Search code examples
erlangsubsetdirected-graphsubgraphpowerset

Generate all possible subgraphs of a directed graph keeping the number of vertices


I have two lists of vertices: V and S.

I would like to generate all possible directed graphs from V and S so, that each vertex from V has only one out-edge and exactly one in-edge, and each vertex from S can have any number of in- and out- edges. Each graph in the result should contain exactly all vertices from V and from S. The result can contain both connected and disconnected graphs.

First I thought it was a powerset-related problem, but powerset has many other sets that may contain just one element (and I do not need those).

My current strategy is to:

  • find all pairs between vertices from V, add to Pairs;
  • find all pairs between vertices from S, add to Pairs;
  • find all pairs between vertices from V and S, add to Pairs;
  • generate subsets of Pairs of size not less than V in a such way, that each subset has exactly one instance of the vertex v in the first position, one instance of the vertex v in the second position and any number of instances of any vertex s from S in any position.

I am not sure this is right and I would like to know about any ideas.

Maybe I could create a fully-connected graph G from V and S and then somehow extract subgraphs from it? (perhaps with the help of digraph:utils)

P.S. I am trying to solve this in Erlang, because it is the language that I am using and actively learning now. But I would be glad to see Java, Ruby or pseudocode in the answer.


Solution

  • Well, it is very nice problem, but you can do some very nice tricks there. You can present graph as square matrix of 0 and 1 where number of rows and columns is number of vertices. Each 1 presents edge from vertex in row to vertex in column. Then every possible graph is one big binary number with N^2 bits i.e. there is 2^(N^2) possible graphs made from N vertices. Now you can divide your issue to two parts.

    1. Generate all possible graphs from S - each graph is just one N^2 bit number.
    2. Then for each this graph you expand matrix by V rows and columns and multiply possibilities by combinations where is exactly one 1 in each V row and column.

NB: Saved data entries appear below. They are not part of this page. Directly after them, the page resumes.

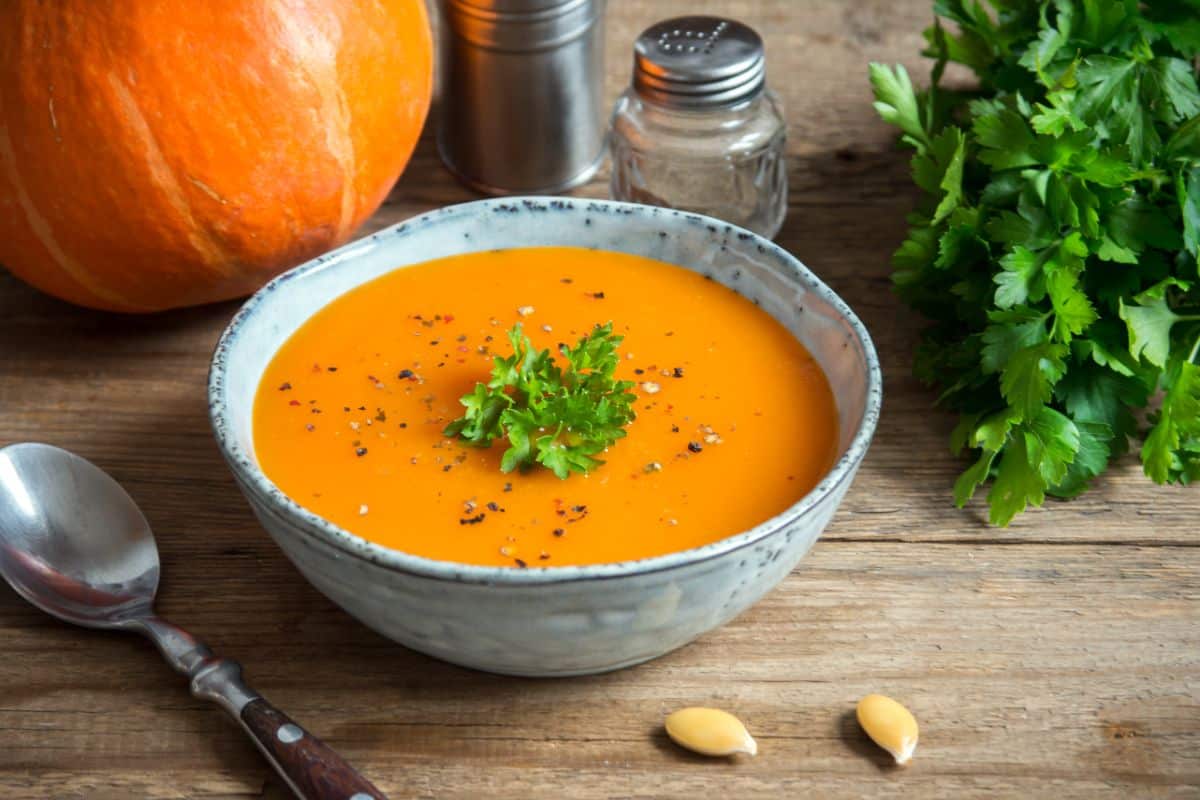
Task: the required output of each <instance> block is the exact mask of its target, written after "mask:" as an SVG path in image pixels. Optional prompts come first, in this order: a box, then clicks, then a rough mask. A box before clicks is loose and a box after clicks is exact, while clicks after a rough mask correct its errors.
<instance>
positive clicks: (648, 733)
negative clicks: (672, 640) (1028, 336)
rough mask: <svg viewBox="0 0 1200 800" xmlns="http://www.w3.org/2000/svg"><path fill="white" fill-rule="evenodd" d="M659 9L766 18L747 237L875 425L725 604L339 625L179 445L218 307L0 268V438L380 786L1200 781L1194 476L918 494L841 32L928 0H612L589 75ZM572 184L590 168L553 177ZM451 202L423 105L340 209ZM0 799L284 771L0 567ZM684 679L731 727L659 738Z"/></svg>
mask: <svg viewBox="0 0 1200 800" xmlns="http://www.w3.org/2000/svg"><path fill="white" fill-rule="evenodd" d="M688 12H712V13H724V14H730V16H734V17H738V18H743V19H746V20H748V22H750V23H751V24H754V25H755V26H756V28H757V29H758V30H761V31H762V32H763V34H764V35H766V37H767V43H768V52H769V58H770V82H772V84H773V85H774V86H775V89H776V90H778V91H779V92H780V94H781V95H782V98H784V102H785V107H786V108H787V112H788V120H790V132H791V139H790V145H788V149H790V155H791V162H790V188H791V203H790V217H788V222H787V224H786V227H785V229H784V231H782V233H781V235H780V243H782V245H784V246H785V247H787V248H788V249H790V251H792V252H794V253H797V254H798V255H799V257H800V258H802V259H803V260H805V261H806V263H808V264H809V266H810V267H812V269H814V270H815V271H816V272H817V273H818V275H821V276H822V277H823V278H824V279H826V281H827V282H828V283H829V284H830V285H833V287H834V288H835V289H836V290H838V291H839V293H841V294H842V295H844V296H845V297H846V300H847V301H848V302H851V305H852V306H853V307H854V308H856V309H857V311H858V312H859V314H860V315H862V317H863V319H864V320H865V321H866V323H868V325H869V327H870V330H871V332H872V335H874V337H875V339H876V344H877V345H878V349H880V354H881V359H882V361H883V366H884V373H886V392H887V399H886V409H884V415H883V420H882V423H881V426H880V432H878V434H877V437H876V441H875V444H874V446H872V450H871V453H870V455H869V457H868V459H866V462H865V464H864V467H863V469H862V471H860V473H859V477H858V481H857V483H856V486H854V489H853V491H852V492H851V494H850V497H848V498H847V500H846V503H845V505H844V507H842V510H841V511H840V512H839V515H838V516H836V518H835V519H834V522H833V524H832V527H830V530H829V531H828V534H827V535H826V537H824V539H823V540H822V541H821V542H820V543H818V545H817V547H816V548H815V551H814V552H812V554H811V555H810V557H809V558H808V559H806V560H805V561H804V563H803V564H802V566H800V569H799V570H798V571H797V572H796V573H794V575H793V576H792V577H790V578H788V579H787V581H786V582H785V583H784V585H782V587H781V588H780V589H779V590H776V591H775V593H773V594H772V595H769V596H768V597H767V599H766V600H764V601H763V602H762V603H761V604H758V606H757V607H755V608H754V609H752V610H751V612H749V613H748V614H745V615H744V616H742V618H740V619H738V620H736V621H734V622H732V624H731V625H728V626H726V627H724V628H721V630H719V631H716V632H714V633H712V634H709V636H707V637H704V638H703V639H701V640H700V642H697V643H696V644H694V645H691V646H689V648H685V649H683V650H680V651H678V652H676V654H672V655H670V656H667V657H665V658H662V660H660V661H656V662H654V663H650V664H646V666H643V667H638V668H636V669H631V670H625V672H620V673H617V674H613V675H605V676H599V678H590V679H580V680H563V681H526V680H512V679H500V678H493V676H487V675H481V674H476V673H470V672H467V670H463V669H458V668H454V667H448V666H444V664H440V663H438V662H434V661H431V660H428V658H425V657H422V656H418V655H415V654H412V652H409V651H407V650H404V649H402V648H398V646H395V645H391V644H389V643H388V642H385V640H384V639H382V638H379V637H378V636H376V634H373V633H371V632H370V631H367V630H366V628H364V627H362V626H360V625H358V624H356V622H354V621H353V620H350V619H349V618H347V616H346V615H344V614H343V613H342V612H340V610H338V609H336V608H335V607H332V606H331V604H330V603H329V602H328V601H325V600H324V599H323V597H322V596H320V595H318V594H317V593H316V591H314V590H313V589H311V588H310V587H308V585H307V584H305V583H304V582H302V579H301V578H300V577H299V576H298V575H296V573H295V571H294V570H293V569H292V566H290V565H289V564H288V563H287V561H286V559H284V558H283V557H282V554H281V553H280V552H278V551H277V548H275V546H274V545H272V543H271V542H270V540H269V539H268V537H266V535H265V534H264V533H263V531H262V530H260V529H259V528H258V527H257V524H256V523H254V521H253V518H252V516H251V515H250V511H248V510H247V507H246V505H245V503H244V501H242V500H241V498H240V497H239V495H238V494H236V489H235V488H234V485H233V481H232V479H230V477H229V475H228V473H227V470H226V469H224V467H223V464H222V463H221V459H220V456H218V453H217V451H216V447H215V445H214V444H212V441H211V438H210V434H209V431H208V423H206V419H205V404H204V396H203V390H204V379H205V372H206V361H208V356H209V353H210V351H211V348H212V344H214V342H215V341H216V337H217V336H218V333H220V331H221V327H222V326H223V325H224V323H226V321H227V320H228V318H229V317H230V315H232V313H233V311H234V309H235V307H236V303H223V305H220V306H214V307H209V308H199V309H190V311H184V312H178V313H172V314H162V315H156V317H145V318H125V317H112V315H107V314H97V313H92V312H86V311H80V309H76V308H71V307H68V306H66V305H62V303H59V302H56V301H54V300H50V299H48V297H43V296H40V295H37V294H36V293H34V291H32V290H30V289H28V288H25V287H23V285H20V284H18V283H17V282H16V281H14V279H13V278H11V277H8V276H6V275H0V446H2V445H4V444H8V443H10V441H18V440H26V439H38V440H47V441H53V443H55V444H60V445H62V446H67V447H71V449H74V450H77V451H79V452H80V453H83V455H84V456H86V457H89V458H92V459H95V461H96V462H98V463H100V464H102V465H103V467H104V468H106V469H109V470H110V471H112V473H113V474H114V475H115V476H116V477H118V479H119V480H120V481H122V482H124V483H125V485H126V486H127V488H128V489H130V491H131V493H132V494H133V495H134V497H136V498H137V499H138V500H139V501H140V503H142V504H143V506H144V509H145V511H146V515H148V517H149V518H150V522H151V524H152V525H154V527H155V529H156V531H157V534H158V540H160V548H161V551H162V558H163V569H164V579H163V587H162V591H161V609H162V612H163V613H164V614H167V615H169V616H172V618H174V619H175V620H176V621H178V622H180V624H181V625H185V626H187V627H190V628H191V630H193V631H194V632H196V633H197V634H198V636H200V637H203V638H205V639H208V640H209V642H210V643H211V644H212V645H214V646H215V648H216V649H217V650H218V651H221V652H223V654H224V655H228V656H230V657H235V658H239V660H241V661H242V662H244V663H245V666H246V668H247V673H248V675H250V678H251V679H252V680H253V681H254V684H256V685H257V686H258V687H259V688H260V690H262V691H264V692H265V693H268V694H269V696H270V697H271V698H272V699H274V700H275V702H276V703H278V704H280V706H281V708H283V709H284V710H287V711H288V712H289V714H293V715H294V716H295V717H296V718H298V720H300V721H301V722H304V723H305V724H307V726H310V727H311V728H312V730H313V732H314V733H317V734H319V735H322V736H324V738H325V739H326V740H328V741H329V742H330V744H331V745H334V746H335V747H338V748H340V750H341V751H342V752H343V753H344V754H346V756H347V757H349V758H350V759H353V760H354V762H355V763H356V764H358V765H359V766H360V768H361V769H362V770H364V772H365V774H366V775H368V776H370V777H371V778H372V780H376V781H377V782H378V783H379V786H380V787H383V788H385V789H386V790H390V792H391V793H392V796H394V798H404V796H418V798H461V799H467V798H480V796H490V798H500V799H514V800H516V799H522V800H524V799H527V798H572V799H580V800H594V799H595V800H599V799H600V798H606V799H607V798H691V796H709V795H715V794H722V795H728V796H738V798H763V799H767V798H784V796H821V798H856V796H880V798H888V796H920V798H925V796H929V798H965V796H971V798H976V796H1021V798H1024V796H1061V798H1109V796H1111V798H1126V796H1160V798H1196V796H1200V624H1198V620H1200V559H1198V549H1196V537H1195V534H1194V530H1195V522H1194V521H1195V519H1196V517H1198V515H1200V494H1198V492H1195V491H1194V489H1162V488H1158V487H1153V486H1151V485H1150V483H1148V481H1146V479H1145V477H1142V476H1141V475H1140V470H1139V469H1138V467H1136V464H1135V463H1134V462H1133V461H1128V462H1127V463H1124V464H1122V465H1120V467H1118V468H1117V469H1115V470H1112V471H1111V473H1110V474H1109V475H1108V476H1105V477H1104V479H1103V480H1102V481H1100V482H1099V485H1098V488H1097V491H1094V492H1092V493H1090V494H1088V495H1085V497H1084V498H1081V499H1078V500H1074V501H1072V503H1069V504H1061V503H1056V504H1051V505H1049V506H1048V507H1046V509H1044V510H1040V511H1037V512H1032V513H1028V515H1026V516H1025V517H1024V518H1021V519H1020V521H1019V522H1018V523H1016V524H1015V525H1014V527H1013V529H1012V530H1004V531H1002V530H996V529H990V528H986V527H985V525H984V524H983V523H982V522H980V505H979V504H978V503H977V504H974V505H972V507H971V509H970V510H968V511H965V512H959V511H955V510H954V509H953V507H952V506H950V505H949V491H950V485H952V482H953V480H954V476H955V475H956V473H958V471H959V470H960V469H961V468H962V464H961V463H959V462H958V461H956V459H954V458H953V457H952V456H950V453H949V452H947V447H946V441H947V435H948V432H949V427H950V425H952V420H950V419H949V417H947V416H946V415H943V414H941V413H937V411H931V410H930V403H931V399H932V396H931V393H930V392H929V391H926V390H924V389H922V387H920V386H919V385H918V384H917V383H916V381H914V380H913V379H912V378H911V377H908V360H910V353H911V349H912V345H913V342H914V338H916V332H917V331H918V330H919V320H917V319H916V318H914V317H913V315H912V314H910V313H907V312H906V311H905V309H904V308H902V307H901V306H900V305H899V303H898V302H896V301H895V299H894V297H893V295H892V294H890V290H889V284H888V255H889V253H890V251H892V249H893V248H894V247H895V245H896V243H898V242H899V241H900V239H901V236H902V235H904V215H905V212H906V211H907V210H908V207H910V206H911V204H912V201H913V192H912V188H911V185H910V181H908V178H907V164H906V163H905V162H906V156H905V155H904V154H901V152H899V151H896V150H895V149H894V146H893V137H894V134H893V132H892V131H890V130H889V128H888V127H887V126H884V125H883V124H882V122H880V121H878V120H877V119H876V118H875V114H874V112H872V110H871V107H870V94H869V90H868V86H866V82H865V62H866V61H868V60H883V61H902V62H905V64H906V65H907V66H908V67H910V70H911V71H912V72H913V74H914V76H923V74H925V73H926V72H928V67H926V66H925V65H923V64H922V62H920V59H919V58H918V55H917V53H918V50H919V49H920V36H919V30H920V28H922V26H923V25H924V24H925V23H928V20H929V19H930V12H929V2H928V0H904V1H902V2H883V1H882V0H869V1H862V2H854V4H844V2H836V1H835V0H702V1H684V0H658V1H656V2H653V4H649V2H630V1H628V0H625V1H622V0H613V2H611V11H610V14H608V24H607V29H608V73H607V77H606V78H607V79H606V90H607V94H608V96H610V97H614V96H616V95H617V92H619V91H620V90H622V89H623V88H624V85H625V83H626V82H628V74H629V46H630V42H631V41H632V37H634V36H635V35H636V34H637V31H640V30H641V29H642V28H643V26H644V25H647V24H649V23H652V22H654V20H655V19H659V18H662V17H667V16H672V14H677V13H688ZM605 193H606V190H605V178H604V175H601V176H600V178H598V180H596V181H595V182H593V184H592V185H589V186H587V187H584V188H583V190H581V191H580V192H578V194H582V196H590V197H602V196H604V194H605ZM472 198H473V196H472V194H470V193H469V192H467V191H466V190H463V188H462V187H460V186H458V185H457V184H455V181H454V180H452V179H451V178H450V176H449V175H448V174H446V173H445V172H444V170H443V169H442V168H440V166H439V163H438V161H437V156H436V152H434V149H433V146H432V139H431V137H430V136H428V134H426V137H425V138H424V139H422V142H421V145H420V148H419V150H418V154H416V156H415V158H414V161H413V164H412V167H410V168H409V170H408V173H407V174H406V176H404V178H403V179H402V180H401V182H400V184H398V185H397V187H396V190H395V191H394V192H392V196H391V199H390V200H389V203H388V204H386V205H385V206H384V207H383V209H382V210H380V211H379V212H378V213H377V215H376V217H374V219H372V222H371V223H370V224H368V227H367V229H366V231H370V230H374V229H378V228H380V227H384V225H386V224H391V223H392V222H397V221H400V219H403V218H407V217H409V216H412V215H414V213H419V212H421V211H425V210H427V209H430V207H433V206H438V205H444V204H448V203H457V201H463V200H468V199H472ZM0 652H2V656H0V736H2V741H4V746H2V747H0V796H4V798H12V799H13V800H25V799H30V800H31V799H34V798H54V799H86V800H109V799H113V800H115V799H122V800H124V799H126V798H143V796H144V798H154V799H176V798H205V799H209V800H216V799H222V800H226V799H228V800H233V799H239V800H244V799H247V798H283V796H286V795H284V793H283V790H282V789H281V788H280V786H278V783H277V782H275V781H274V778H271V777H270V776H269V771H268V768H266V766H265V765H264V763H263V762H262V760H260V759H259V758H258V756H257V754H256V752H254V750H253V748H252V746H251V745H250V744H248V742H247V741H246V740H245V739H244V736H242V734H241V733H240V732H239V730H238V729H236V728H235V727H233V724H232V723H229V722H227V721H226V720H223V718H222V716H221V712H220V711H217V710H216V709H215V708H209V706H206V705H205V704H202V703H199V702H198V700H194V699H192V698H191V697H190V696H188V694H187V692H186V687H185V686H184V685H182V684H180V682H179V680H178V679H176V676H175V675H174V674H172V673H170V672H169V669H167V667H166V666H164V664H163V663H162V662H161V660H160V658H158V656H157V655H156V654H155V652H154V651H152V649H151V648H150V646H149V645H148V644H146V643H144V642H139V640H137V639H133V638H126V637H121V636H115V634H112V636H110V634H102V633H89V632H84V631H78V630H74V628H70V627H67V626H65V625H61V624H59V622H55V621H53V620H50V619H48V618H46V616H43V615H41V614H40V613H38V612H35V610H34V609H32V608H30V607H28V606H25V604H24V603H23V602H22V601H20V600H19V599H17V597H16V595H13V594H12V593H11V591H8V590H7V589H0ZM869 691H884V692H889V693H893V694H895V696H896V697H898V698H900V699H902V700H905V702H906V703H908V704H910V705H911V706H912V708H913V710H914V711H916V712H917V715H918V717H919V720H920V722H922V724H923V741H922V745H920V748H919V751H918V756H917V759H916V760H914V763H913V764H912V766H911V768H908V769H907V770H895V769H890V768H888V766H887V764H886V759H884V758H882V757H881V754H880V753H878V752H877V751H876V750H875V748H874V747H872V746H870V745H869V744H868V742H866V741H865V740H864V739H863V736H862V734H860V733H859V732H858V729H857V727H856V726H854V724H853V722H852V721H851V718H850V716H848V712H850V710H851V709H852V705H853V702H854V699H857V697H859V696H860V694H863V693H865V692H869ZM694 703H712V704H718V705H722V706H726V708H730V709H732V710H736V711H737V712H738V714H740V715H742V716H743V717H744V718H745V721H746V722H748V724H749V726H750V727H751V729H752V732H754V733H755V734H756V736H757V738H758V739H760V742H761V745H762V752H761V756H760V757H758V758H756V759H754V760H745V762H738V763H733V764H730V763H709V762H701V760H698V759H695V758H691V757H689V756H685V754H683V753H680V752H679V751H678V750H676V748H674V747H672V746H671V745H670V744H668V742H667V741H666V740H665V738H664V736H662V734H661V733H660V732H659V724H660V721H661V718H662V716H664V714H665V712H666V711H667V710H670V709H672V708H676V706H678V705H683V704H694Z"/></svg>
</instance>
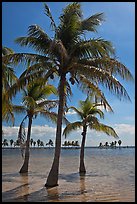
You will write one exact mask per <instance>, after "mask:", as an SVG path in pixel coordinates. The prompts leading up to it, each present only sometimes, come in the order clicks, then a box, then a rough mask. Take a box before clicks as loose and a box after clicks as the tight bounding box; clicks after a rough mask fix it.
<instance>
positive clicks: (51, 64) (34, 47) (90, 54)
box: [4, 2, 133, 187]
mask: <svg viewBox="0 0 137 204" xmlns="http://www.w3.org/2000/svg"><path fill="white" fill-rule="evenodd" d="M44 7H45V14H46V15H47V16H48V17H49V18H50V21H51V26H52V30H53V32H54V35H53V37H52V38H51V37H50V36H48V34H47V33H46V32H45V31H44V30H43V29H42V28H41V27H40V26H38V25H31V26H29V29H28V36H26V37H20V38H18V39H16V43H18V44H20V45H21V46H30V47H32V48H33V49H34V50H35V52H38V54H30V53H16V54H11V55H10V56H9V57H8V58H7V57H5V59H4V60H5V62H6V61H8V60H10V61H12V63H15V64H18V63H21V62H23V61H27V62H28V61H29V62H30V67H29V68H28V69H27V70H26V71H25V72H24V74H23V78H22V83H20V84H18V85H20V86H21V85H22V84H23V83H24V84H25V83H26V80H24V77H26V78H25V79H29V77H31V76H32V75H33V76H36V75H42V76H43V77H44V78H48V77H50V78H53V77H55V76H58V77H59V87H58V91H59V106H58V119H57V129H56V141H55V153H54V159H53V164H52V167H51V170H50V172H49V175H48V178H47V181H46V184H45V186H46V187H53V186H56V185H58V173H59V158H60V150H61V134H62V118H63V114H64V112H65V105H66V90H67V91H68V93H70V90H71V85H74V84H77V85H78V87H80V88H81V89H82V90H83V91H84V92H87V91H88V94H90V93H91V92H93V91H94V92H95V93H96V95H98V96H101V99H102V101H103V103H104V104H107V101H106V99H105V96H104V94H103V93H102V92H101V90H100V88H99V86H100V85H103V86H105V87H106V88H107V89H108V90H109V91H111V92H113V93H114V94H116V95H117V96H118V97H119V98H120V99H121V98H122V97H124V98H126V99H130V98H129V96H128V93H127V92H126V90H125V88H124V87H123V86H122V84H121V83H120V82H119V81H118V80H117V79H116V78H115V77H116V76H120V77H122V79H125V80H127V81H128V80H132V79H133V77H132V74H131V73H130V71H129V70H128V68H127V67H126V66H124V65H123V64H122V63H121V62H119V61H118V60H117V59H116V56H115V50H114V48H113V45H112V43H111V42H109V41H107V40H104V39H102V38H90V39H86V35H85V34H86V33H87V32H97V27H98V26H99V25H100V24H101V22H102V21H103V20H104V17H103V13H96V14H94V15H91V16H90V17H89V18H86V19H84V18H83V15H82V10H81V5H80V3H79V2H75V3H70V4H69V5H67V6H66V8H65V9H64V10H63V12H62V14H61V15H60V17H59V20H60V22H59V25H58V26H57V25H56V23H55V21H54V19H53V17H52V14H51V12H50V9H49V7H48V6H47V4H44ZM18 89H19V86H18ZM14 92H15V90H14Z"/></svg>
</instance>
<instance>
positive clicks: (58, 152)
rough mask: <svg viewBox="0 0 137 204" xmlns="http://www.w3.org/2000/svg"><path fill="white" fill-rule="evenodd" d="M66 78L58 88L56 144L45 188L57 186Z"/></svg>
mask: <svg viewBox="0 0 137 204" xmlns="http://www.w3.org/2000/svg"><path fill="white" fill-rule="evenodd" d="M65 82H66V76H65V75H63V76H61V79H60V87H59V108H58V119H57V129H56V143H55V153H54V160H53V164H52V167H51V170H50V172H49V175H48V178H47V181H46V184H45V186H46V187H47V188H50V187H54V186H57V185H58V174H59V158H60V151H61V133H62V118H63V113H64V101H65V92H64V87H65Z"/></svg>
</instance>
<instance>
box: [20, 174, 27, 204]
mask: <svg viewBox="0 0 137 204" xmlns="http://www.w3.org/2000/svg"><path fill="white" fill-rule="evenodd" d="M20 179H21V183H22V185H21V188H20V192H18V193H19V195H20V197H23V198H24V201H26V202H27V201H28V196H29V181H28V173H23V174H20Z"/></svg>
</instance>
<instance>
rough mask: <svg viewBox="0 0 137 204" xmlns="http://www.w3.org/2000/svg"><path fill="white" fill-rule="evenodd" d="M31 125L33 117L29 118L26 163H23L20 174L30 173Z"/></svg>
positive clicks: (26, 142)
mask: <svg viewBox="0 0 137 204" xmlns="http://www.w3.org/2000/svg"><path fill="white" fill-rule="evenodd" d="M31 125H32V116H30V117H29V124H28V133H27V141H26V149H25V158H24V163H23V165H22V167H21V169H20V171H19V173H27V172H28V164H29V149H30V148H29V147H30V135H31Z"/></svg>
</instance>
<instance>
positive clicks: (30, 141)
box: [30, 138, 33, 147]
mask: <svg viewBox="0 0 137 204" xmlns="http://www.w3.org/2000/svg"><path fill="white" fill-rule="evenodd" d="M32 144H33V139H32V138H31V139H30V145H31V147H32Z"/></svg>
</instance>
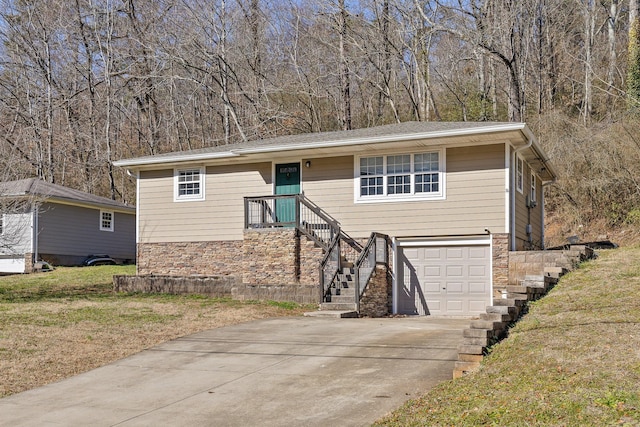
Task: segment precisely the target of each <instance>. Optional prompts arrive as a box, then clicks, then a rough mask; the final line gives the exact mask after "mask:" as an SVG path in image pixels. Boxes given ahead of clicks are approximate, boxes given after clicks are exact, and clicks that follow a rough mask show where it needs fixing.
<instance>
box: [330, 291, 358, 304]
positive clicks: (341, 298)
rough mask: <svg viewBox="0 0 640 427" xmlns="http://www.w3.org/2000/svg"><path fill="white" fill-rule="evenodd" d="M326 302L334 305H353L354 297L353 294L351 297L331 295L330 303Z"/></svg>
mask: <svg viewBox="0 0 640 427" xmlns="http://www.w3.org/2000/svg"><path fill="white" fill-rule="evenodd" d="M328 302H331V303H334V304H355V303H356V297H355V295H354V294H353V293H352V294H351V295H344V294H340V295H332V296H331V301H328Z"/></svg>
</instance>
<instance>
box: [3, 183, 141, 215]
mask: <svg viewBox="0 0 640 427" xmlns="http://www.w3.org/2000/svg"><path fill="white" fill-rule="evenodd" d="M25 196H33V197H36V198H38V199H47V200H49V201H59V202H66V203H70V204H75V205H85V206H93V207H101V208H110V209H119V210H125V211H131V213H134V212H135V208H134V207H132V206H129V205H125V204H124V203H120V202H117V201H115V200H111V199H108V198H106V197H100V196H96V195H94V194H89V193H85V192H83V191H79V190H75V189H73V188H69V187H64V186H62V185H57V184H51V183H50V182H46V181H43V180H41V179H37V178H28V179H21V180H17V181H6V182H0V197H25Z"/></svg>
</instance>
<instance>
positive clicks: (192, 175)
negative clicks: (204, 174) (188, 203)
mask: <svg viewBox="0 0 640 427" xmlns="http://www.w3.org/2000/svg"><path fill="white" fill-rule="evenodd" d="M174 200H176V201H183V200H204V168H189V169H176V170H175V172H174Z"/></svg>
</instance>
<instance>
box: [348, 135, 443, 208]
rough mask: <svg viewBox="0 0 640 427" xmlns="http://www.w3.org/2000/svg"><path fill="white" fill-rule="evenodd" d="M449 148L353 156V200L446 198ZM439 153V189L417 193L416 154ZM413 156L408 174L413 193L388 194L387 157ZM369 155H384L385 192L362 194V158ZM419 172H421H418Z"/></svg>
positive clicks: (415, 199) (383, 169) (431, 199)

    I need one clarification from you. You wrote ... and each vertex from S can have any number of in- and out- edges Is 0 included in any number? Then I don't understand result should contain exactly all vertices from V and from S Constrain to S doesn't have sense because each S is included in each solution as vertex with zero in and out edges. Otherwise it's not all N^2 bit numbers but only those which have at least one 1 in each row and column and then you can't divide your issue to two parts and you have to solve S and V together. Then it may be easier satisfy V rows and columns first (exactly one 1 in row and column) and then multiply each this solution by SxS matrix solutions which satisfy S constrain when you have to have at least one 1 in row and column.

    You can experiment with various representations as list of lists for small number of vertices. You can try array module when you will compute index as R+C*N or you can try array of array. For bigger numbers of vertices using array of binaries can be doable. You can even try digraph module here. Similar approach worked well for generating full closure graphs in perl where binary manipulations using vec sucks. But it doesn't seem case here because it is very different issue. You may found some better optimized presentations but I doubt Erlang is best tool for this sort of computations very efficiently. Anyway number of possibilities is growing pretty fast here O(2^(N^2)) so you don't have to worry about efficient storage of big matrices ;-)

    Edit:

    Look at problem from this perspective. If you have 10 vertices and assume it is V and S is empty. Then there is 10! possible graphs i.e. 3628800. If it would be S there is approx 2^100 i.e. 1.2677e+30 graphs (4.0197e+13 years if you will generate 1e+09 graphs per second). It means for any number of vertices bigger than very few you have very big number of possible graphs. So biggest question here is, what will you do with them. You can't store them but if yes so you have to store them very efficiently. Binary field is most efficient way for storing graphs made from S. You can find more efficient way for edges with V vertices. I would store it as array or list where position is vertex where edge goes from and value is vertex where edge goes to.

    So your solution strongly depend what you will do with result. I think you will filter out results in some way because I can't imagine what you will do with so big number of graphs ;-) Mine advice is try filter out meaningful graphs as early as possible during graphs generation. It means your approach should be determined by purpose to enable involve your result filtering in generating algorithm.

    And about Erlang efficiency for this problem, if you deal with so enormous number of entities (possible graphs) you have to manage your memory and CPU usage very carefully. You can use Erlang but for some time critical parts you should use C in NIFs. You also should use more memory friendly data structures as binaries or bignums instead of lists or tuples. You also can find some other languages as C, C++, OCaml, Haskell, ... more suitable for such memory and computation intensive task.